Wednesday, February 5, 2014

The wrong rebuke

The recent report by the U.N Committee on the Rights of the Child drew this response in a post by B.C. in the Erasmus blog at The Economist.
"There are no words strong enough to denounce the abuse and exploitation of children, and many will commend the report for adding its voice to the worldwide indignation over this ghastly phenomenon. But I do not think this report does justice, in any sense, to the subject. It is a rather sloppy document from a little-known bureaucratic agency.
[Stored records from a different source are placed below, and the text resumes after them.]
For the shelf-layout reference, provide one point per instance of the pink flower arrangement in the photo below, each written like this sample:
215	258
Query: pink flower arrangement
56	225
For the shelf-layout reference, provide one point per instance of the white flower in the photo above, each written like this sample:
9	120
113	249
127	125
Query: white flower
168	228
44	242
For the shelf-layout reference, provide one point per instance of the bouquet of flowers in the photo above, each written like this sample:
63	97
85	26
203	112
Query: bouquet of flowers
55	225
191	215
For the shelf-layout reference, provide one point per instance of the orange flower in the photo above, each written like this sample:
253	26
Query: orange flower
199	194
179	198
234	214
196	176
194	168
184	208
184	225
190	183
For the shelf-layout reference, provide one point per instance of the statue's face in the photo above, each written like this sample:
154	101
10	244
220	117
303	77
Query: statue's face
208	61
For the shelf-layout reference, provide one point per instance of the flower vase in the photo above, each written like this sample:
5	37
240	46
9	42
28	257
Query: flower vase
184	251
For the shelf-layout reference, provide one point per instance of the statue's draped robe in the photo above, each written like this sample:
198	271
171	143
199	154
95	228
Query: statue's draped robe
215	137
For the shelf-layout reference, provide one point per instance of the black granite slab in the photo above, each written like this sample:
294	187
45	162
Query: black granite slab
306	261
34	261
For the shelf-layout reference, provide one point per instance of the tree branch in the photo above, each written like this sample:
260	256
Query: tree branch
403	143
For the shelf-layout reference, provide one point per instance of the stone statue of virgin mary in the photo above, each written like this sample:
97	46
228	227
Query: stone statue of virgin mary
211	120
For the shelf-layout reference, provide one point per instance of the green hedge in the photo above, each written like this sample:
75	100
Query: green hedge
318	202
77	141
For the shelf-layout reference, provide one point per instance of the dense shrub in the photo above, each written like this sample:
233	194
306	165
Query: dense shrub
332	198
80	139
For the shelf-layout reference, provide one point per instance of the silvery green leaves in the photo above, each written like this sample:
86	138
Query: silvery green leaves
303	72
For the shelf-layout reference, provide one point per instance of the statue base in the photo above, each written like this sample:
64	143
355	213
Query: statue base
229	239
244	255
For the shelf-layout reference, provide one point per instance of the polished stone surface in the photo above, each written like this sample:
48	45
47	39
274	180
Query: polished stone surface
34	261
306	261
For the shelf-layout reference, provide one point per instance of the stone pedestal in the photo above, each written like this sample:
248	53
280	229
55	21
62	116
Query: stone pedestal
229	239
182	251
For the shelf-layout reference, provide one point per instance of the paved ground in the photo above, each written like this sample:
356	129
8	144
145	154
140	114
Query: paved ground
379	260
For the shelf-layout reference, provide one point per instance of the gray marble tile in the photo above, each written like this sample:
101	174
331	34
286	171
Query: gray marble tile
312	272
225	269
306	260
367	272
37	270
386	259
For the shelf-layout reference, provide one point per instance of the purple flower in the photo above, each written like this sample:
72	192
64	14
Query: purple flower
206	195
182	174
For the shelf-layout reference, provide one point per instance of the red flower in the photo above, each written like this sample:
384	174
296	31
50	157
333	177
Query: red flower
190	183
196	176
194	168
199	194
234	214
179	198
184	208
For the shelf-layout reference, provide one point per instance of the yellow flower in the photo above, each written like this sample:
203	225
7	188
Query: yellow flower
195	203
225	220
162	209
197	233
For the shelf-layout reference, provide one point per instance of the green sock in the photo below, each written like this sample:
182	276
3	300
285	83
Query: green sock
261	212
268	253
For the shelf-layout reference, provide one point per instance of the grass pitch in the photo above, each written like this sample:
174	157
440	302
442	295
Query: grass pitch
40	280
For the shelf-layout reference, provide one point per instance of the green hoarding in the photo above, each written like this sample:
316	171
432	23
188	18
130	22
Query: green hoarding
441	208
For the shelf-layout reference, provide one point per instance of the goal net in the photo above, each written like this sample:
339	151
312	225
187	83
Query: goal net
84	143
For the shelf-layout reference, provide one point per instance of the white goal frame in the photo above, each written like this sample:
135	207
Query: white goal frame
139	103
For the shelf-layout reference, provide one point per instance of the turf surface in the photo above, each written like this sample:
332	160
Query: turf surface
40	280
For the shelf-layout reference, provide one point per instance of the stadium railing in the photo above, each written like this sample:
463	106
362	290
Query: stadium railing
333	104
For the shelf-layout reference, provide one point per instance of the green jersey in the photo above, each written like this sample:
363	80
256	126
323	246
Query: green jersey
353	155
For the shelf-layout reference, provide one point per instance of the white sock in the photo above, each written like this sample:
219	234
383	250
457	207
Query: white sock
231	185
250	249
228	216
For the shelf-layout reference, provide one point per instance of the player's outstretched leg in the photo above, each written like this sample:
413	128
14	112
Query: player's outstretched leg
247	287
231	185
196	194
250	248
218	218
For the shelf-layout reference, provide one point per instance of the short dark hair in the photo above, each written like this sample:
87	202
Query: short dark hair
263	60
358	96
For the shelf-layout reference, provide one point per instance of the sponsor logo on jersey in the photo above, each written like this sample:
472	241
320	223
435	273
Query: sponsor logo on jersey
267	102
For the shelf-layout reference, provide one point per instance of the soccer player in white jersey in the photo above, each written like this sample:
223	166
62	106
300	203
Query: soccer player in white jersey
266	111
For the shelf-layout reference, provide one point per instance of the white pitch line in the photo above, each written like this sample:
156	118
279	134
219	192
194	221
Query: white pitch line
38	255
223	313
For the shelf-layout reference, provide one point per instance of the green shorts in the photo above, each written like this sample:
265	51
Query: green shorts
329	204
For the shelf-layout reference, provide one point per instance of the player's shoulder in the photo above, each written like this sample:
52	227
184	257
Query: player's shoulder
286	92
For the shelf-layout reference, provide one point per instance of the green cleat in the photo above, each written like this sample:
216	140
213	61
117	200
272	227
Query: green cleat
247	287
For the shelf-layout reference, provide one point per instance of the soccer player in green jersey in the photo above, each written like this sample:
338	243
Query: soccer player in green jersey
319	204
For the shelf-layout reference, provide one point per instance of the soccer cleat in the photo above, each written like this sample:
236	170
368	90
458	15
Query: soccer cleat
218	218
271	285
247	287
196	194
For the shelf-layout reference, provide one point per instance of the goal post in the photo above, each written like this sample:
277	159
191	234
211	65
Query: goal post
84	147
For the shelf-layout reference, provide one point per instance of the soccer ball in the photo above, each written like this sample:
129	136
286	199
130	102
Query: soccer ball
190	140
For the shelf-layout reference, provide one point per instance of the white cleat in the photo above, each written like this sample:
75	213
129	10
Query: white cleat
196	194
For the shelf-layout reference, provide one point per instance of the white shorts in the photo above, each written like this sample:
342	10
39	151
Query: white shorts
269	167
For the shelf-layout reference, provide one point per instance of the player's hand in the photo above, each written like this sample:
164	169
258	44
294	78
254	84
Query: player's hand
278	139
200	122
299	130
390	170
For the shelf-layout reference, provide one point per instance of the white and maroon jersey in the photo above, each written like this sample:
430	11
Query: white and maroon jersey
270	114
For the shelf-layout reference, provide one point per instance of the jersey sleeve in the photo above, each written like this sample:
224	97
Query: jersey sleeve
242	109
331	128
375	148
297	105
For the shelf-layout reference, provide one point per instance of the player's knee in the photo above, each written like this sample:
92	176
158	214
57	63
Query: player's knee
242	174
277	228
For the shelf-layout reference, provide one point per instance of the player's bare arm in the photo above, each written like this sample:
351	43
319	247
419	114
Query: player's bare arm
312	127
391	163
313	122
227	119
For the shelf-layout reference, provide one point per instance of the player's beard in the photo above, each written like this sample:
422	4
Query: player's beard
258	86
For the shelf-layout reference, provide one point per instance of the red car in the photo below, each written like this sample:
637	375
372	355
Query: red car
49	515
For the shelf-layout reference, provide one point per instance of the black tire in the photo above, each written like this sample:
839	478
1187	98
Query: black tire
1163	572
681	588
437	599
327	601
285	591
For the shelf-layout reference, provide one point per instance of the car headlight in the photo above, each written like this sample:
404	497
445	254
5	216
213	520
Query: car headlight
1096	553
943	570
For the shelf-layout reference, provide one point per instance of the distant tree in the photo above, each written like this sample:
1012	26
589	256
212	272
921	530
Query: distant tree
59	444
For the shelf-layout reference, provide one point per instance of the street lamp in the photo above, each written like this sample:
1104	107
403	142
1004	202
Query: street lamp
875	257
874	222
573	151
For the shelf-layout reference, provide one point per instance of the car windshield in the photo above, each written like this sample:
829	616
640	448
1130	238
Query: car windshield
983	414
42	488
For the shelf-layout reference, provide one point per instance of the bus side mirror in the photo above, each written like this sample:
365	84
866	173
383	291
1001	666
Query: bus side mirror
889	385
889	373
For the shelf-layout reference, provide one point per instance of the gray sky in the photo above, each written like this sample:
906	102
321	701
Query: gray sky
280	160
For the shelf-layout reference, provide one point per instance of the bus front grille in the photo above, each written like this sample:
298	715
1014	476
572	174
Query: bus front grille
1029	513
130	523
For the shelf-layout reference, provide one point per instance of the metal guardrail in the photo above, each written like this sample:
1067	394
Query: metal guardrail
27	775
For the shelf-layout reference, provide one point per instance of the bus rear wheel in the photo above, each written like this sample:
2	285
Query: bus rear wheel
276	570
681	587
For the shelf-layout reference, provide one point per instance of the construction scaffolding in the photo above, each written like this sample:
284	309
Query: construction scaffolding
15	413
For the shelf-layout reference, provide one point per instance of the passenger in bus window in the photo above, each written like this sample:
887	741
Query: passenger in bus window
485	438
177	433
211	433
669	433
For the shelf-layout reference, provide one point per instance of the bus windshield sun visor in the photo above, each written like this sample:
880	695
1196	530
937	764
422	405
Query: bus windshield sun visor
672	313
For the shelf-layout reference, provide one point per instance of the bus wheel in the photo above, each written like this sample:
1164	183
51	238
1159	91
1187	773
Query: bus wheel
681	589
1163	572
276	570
In its 16 pages, it leaps from matters over which there is total international consensus (the unacceptability of physically and sexually abusing children) to matters on which there is no such consensus among the world's countries and cultures, such as the appropriate nature of sexual or reproductive education for children. [see, e.g., page 13]"
Earlier B.C. also noted the report talks about changes to Church teaching on homosexuality [page 5] and abortion [page 12]. He concludes.
"Whatever the appropriate answer may be to the giant moral issue posed by child abuse in the Catholic church, this report is surely not it. Perhaps a committee of really eminent persons should be invited to probe the subject deeply, and stick to the subject."
Update: The Washington Post headlines its story U.N. panel blasts Vatican handling of clergy sex abuse, church teachings on gays, abortion.

Here's John Allen's first column for The Boston Globe, UN report on Vatican and sex abuse may hurt reform cause.

"The range of the report appeared to infuriate the Vatican, which last month sent two top officials to appear before the U.N. panel in Geneva for the first public accounting of the Holy See’s handling of abuse allegations. Officials said they are still studying the findings, but responded angrily to what they described as recommendations that are ideologically biased. They said the United Nations has no right to weigh in on church teachings."